陇西将领秦时如恰有军情商议前来拜见,立于门外不多时,多少听去了些。待唐乔又纵马而去隐于夜色,温商尧向其借了一匹一日千里的骏马,又道,“唯恐陡生是非,今夜之事请秦将军万莫向他人言及,温某在此谢过了。”

“将军……一年未见,你如何……变得这般模样……”这一相见,纵然铮铮铁汉也要须臾落下泪来,犹记得那十六岁少儿郎初入军中,玉面丹唇,顾盼飞扬,可眼前这个身披紫貂大氅的男子,两颊微陷唇色泛青,俊削面庞惨若覆霜,全无一星半点双十年华应有的风采模样。

“舍弟羽徵虽天资聪秀,然则素性顽劣,”温商尧摇头又道,“还望秦将军今后多加提点,助其成才。”

温氏兄弟父母早亡,听这口气竟有托孤之意,秦时如不由大惊失色,赶忙道:“将军旧伤未愈,营救皇子亦是吾等臣子之责,便让卑职代为前去罢!”

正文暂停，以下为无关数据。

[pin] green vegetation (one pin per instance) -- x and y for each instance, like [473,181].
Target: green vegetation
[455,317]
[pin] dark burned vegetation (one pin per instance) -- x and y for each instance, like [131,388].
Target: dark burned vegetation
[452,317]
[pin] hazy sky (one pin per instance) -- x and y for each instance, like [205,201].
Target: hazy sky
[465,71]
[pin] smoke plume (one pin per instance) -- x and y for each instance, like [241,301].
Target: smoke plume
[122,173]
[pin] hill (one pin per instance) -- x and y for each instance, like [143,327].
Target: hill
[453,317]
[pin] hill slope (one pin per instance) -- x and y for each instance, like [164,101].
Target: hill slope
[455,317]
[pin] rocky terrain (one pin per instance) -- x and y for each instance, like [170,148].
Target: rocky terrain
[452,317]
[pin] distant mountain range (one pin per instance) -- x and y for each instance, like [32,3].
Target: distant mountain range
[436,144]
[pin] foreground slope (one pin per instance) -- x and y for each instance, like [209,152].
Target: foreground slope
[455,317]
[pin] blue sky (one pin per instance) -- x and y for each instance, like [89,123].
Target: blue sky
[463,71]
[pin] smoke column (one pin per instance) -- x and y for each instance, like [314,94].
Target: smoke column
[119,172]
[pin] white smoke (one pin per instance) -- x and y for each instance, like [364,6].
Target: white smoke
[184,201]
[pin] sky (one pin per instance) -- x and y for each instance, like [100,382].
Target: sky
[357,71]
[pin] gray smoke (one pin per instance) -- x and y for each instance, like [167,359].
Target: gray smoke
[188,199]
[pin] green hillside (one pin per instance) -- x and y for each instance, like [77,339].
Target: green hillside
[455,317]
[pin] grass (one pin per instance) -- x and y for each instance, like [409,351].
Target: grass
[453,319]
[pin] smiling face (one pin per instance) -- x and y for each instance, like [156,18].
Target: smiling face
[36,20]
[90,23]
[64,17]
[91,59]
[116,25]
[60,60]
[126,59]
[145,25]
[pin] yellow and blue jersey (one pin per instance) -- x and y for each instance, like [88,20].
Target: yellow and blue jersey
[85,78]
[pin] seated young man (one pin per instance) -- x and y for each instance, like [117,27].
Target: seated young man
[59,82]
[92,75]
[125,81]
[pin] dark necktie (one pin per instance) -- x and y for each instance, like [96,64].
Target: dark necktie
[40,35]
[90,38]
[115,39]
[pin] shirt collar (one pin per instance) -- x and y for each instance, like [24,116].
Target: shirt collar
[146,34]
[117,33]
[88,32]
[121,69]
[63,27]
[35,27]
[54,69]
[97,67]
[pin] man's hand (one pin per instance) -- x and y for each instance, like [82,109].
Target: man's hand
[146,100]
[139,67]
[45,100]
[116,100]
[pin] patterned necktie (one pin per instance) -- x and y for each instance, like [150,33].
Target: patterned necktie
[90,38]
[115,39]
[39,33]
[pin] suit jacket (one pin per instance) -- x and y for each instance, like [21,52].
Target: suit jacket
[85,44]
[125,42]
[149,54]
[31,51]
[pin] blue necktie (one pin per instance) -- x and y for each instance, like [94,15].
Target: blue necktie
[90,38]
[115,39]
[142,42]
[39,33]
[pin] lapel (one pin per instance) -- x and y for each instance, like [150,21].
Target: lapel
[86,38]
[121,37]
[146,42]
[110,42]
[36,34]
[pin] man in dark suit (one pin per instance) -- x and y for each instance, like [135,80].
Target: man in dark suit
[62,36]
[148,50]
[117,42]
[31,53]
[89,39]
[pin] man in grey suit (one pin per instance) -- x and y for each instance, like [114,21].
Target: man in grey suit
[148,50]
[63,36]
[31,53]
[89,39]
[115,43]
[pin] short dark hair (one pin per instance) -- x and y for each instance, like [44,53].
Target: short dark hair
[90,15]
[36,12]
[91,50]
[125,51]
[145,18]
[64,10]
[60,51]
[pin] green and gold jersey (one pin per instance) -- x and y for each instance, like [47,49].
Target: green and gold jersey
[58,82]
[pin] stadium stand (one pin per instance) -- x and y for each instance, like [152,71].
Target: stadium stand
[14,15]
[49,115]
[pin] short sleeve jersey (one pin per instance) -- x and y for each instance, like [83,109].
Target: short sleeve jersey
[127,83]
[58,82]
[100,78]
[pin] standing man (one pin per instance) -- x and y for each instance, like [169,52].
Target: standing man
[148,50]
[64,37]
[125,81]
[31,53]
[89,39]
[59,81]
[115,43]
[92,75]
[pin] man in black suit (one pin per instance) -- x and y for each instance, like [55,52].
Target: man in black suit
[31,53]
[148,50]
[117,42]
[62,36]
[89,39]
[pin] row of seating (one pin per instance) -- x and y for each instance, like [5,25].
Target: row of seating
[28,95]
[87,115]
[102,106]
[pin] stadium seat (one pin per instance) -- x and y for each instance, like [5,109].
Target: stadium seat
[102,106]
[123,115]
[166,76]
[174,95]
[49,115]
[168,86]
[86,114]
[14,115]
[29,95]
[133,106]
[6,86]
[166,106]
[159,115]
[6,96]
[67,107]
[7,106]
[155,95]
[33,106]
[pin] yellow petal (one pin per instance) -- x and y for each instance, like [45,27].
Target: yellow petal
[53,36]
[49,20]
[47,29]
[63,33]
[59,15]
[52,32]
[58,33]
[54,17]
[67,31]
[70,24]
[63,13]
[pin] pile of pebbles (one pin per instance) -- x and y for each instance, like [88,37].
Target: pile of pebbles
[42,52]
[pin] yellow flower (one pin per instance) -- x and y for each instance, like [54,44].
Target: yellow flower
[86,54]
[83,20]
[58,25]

“羌人阵中高手如云,见我等不以城郭相易,必知有营救之心,更将严加防范。”摇头淡淡一笑,“此行险难重重,若秦将军贸然前往,定然有去无回。”

“可将军这身子,若是去了……”戎甲在身的八尺男儿已是哽咽难言,“若是……”

温商尧又笑,“五五之数。”

说是“五五之数”,实乃“九死一生”。没人知道这鬼门关前走一遭的境遇是如何凶险,待温商尧摆脱了羌兵追捕,一路踉跄而行,蜷于他臂弯里的婴孩早已被鲜血染了个透红。

漠北孤寒,入夜更是气温骤降,极目之处一片白雪皑皑。受不得冻的杞昭咧嘴大哭起来,哭得鼻眼全无,整张脸都皱作了一堆,活似一个雪团子。

那褓中的婴孩实在太小,连头至脚也不过比他的手掌大出一些。温商尧轻轻拭去滴落在他雪白颊子上的血迹,又脱下自己的外袍将他裹于怀中。煞也奇怪,那小玩意儿被裹于他的怀里,当即止住了啼哭,砸吧砸吧似点了朱漆的小嘴后,竟睁开一对眼梢微扬的黑黢黢眸子,冲其甜甜一笑。

这一笑浑似雨霁晴开,长空卧虹,教这四下无人唯有狼嗥狗吠的野地也生出几许暖意。

“你这小东西……”温商尧停驻脚步,俯下目光看了看安然睡于怀里、还吮着指头的漂亮娃子,阖眸凄然一笑,“竟折去我二十年的寿数啊……”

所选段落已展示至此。